Chol Hamo’ed is the name for the days during Succot that fall in between the yomtovim at the beginning and end of the festival. Chol means secular or profane – the opposite of kedushah – holiness. We use the word chol in the Havdalah ceremony at the end of Shabbat when we distinguish between Shabbat and the working week. And mo’ed is associated with ohel mo’ed – the part of the Sanctuary which was protected by a tent – the Holy of Holies and in the Talmud known as the Camp of the Shechinah. ‘Can’t get much holier than that but yet we can work, travel and shop on chol ha’moed. So Is there a contradiction here between the secular and the sanctified?
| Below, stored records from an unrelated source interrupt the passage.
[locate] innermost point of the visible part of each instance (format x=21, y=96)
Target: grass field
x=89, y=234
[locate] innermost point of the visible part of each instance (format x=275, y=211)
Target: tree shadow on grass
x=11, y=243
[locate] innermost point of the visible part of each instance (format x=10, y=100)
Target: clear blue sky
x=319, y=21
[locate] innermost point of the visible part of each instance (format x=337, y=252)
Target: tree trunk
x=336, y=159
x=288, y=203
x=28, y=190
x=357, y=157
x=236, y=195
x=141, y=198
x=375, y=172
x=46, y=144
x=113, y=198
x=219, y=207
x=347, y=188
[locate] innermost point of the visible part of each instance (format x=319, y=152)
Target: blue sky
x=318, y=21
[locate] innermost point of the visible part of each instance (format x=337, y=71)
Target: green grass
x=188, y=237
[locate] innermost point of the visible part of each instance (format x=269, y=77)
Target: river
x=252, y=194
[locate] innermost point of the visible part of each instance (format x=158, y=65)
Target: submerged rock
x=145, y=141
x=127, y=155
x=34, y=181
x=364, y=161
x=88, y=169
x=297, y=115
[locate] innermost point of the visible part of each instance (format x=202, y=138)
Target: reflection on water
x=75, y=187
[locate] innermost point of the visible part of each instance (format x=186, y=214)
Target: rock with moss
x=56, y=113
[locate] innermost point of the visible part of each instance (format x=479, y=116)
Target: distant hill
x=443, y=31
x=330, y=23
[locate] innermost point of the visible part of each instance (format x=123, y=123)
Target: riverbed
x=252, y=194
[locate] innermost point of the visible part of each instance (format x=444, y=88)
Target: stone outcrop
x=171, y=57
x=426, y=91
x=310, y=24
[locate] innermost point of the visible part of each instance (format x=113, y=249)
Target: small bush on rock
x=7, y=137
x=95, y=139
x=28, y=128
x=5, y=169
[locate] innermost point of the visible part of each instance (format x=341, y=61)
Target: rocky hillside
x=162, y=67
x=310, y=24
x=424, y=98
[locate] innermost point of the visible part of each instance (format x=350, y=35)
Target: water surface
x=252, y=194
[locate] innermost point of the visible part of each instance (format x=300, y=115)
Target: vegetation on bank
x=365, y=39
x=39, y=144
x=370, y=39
Using the sukkah as the motif of the festival, I certainly don’t think so. The everyday material aspects of life become imbued with spirituality. The chairs and tables, knives and forks that we use in the house are used in the sukkah. They remain the same items, except that we now see them differently. They are- objects with little protection against the wind and the rain but under the protection of God. Just like us mere mortals.And there is a similar idea when it comes to inviting people to eat in the sukkah. The custom of ushpizin, ‘spiritual guests’ brings Abraham, Isaac, Jacob, Joseph, Moses, Aaron and David to the sukkah table to complement our flesh and blood visitors. Jerusalem-based writer Mordechai Beck suggests Abraham’s gracious hosting of the three nameless men (Bereshith:18:1-16) typifies the ushpizin’s acts of kindness. The Rabbis magnify the event by saying that Abraham’s tent was open on all four sides in order to welcome guests coming from whatever direction. The Rabbis further emphasise the quality of Abraham’s act by noting that it took place three days after he had circumcised himself. and that when God Himself visited him, to find out how he was feeling, Abraham’s response was to force God to send him more guests in order to satisfy his unquenchable desire to demonstrate his care for others. Such was Abraham’s love for people that it even preceded his love for God. And God agreed with him.
The Zohar says that when the ushpizin come to a sukkah and see a family only caring for its own festival needs. they are angry and refuse the invitation. But if they come to a sukkah filled with human guests then they are proud to accept the invitation and they enter with their holy presence. Surely a great example of mixing the secular with the holy!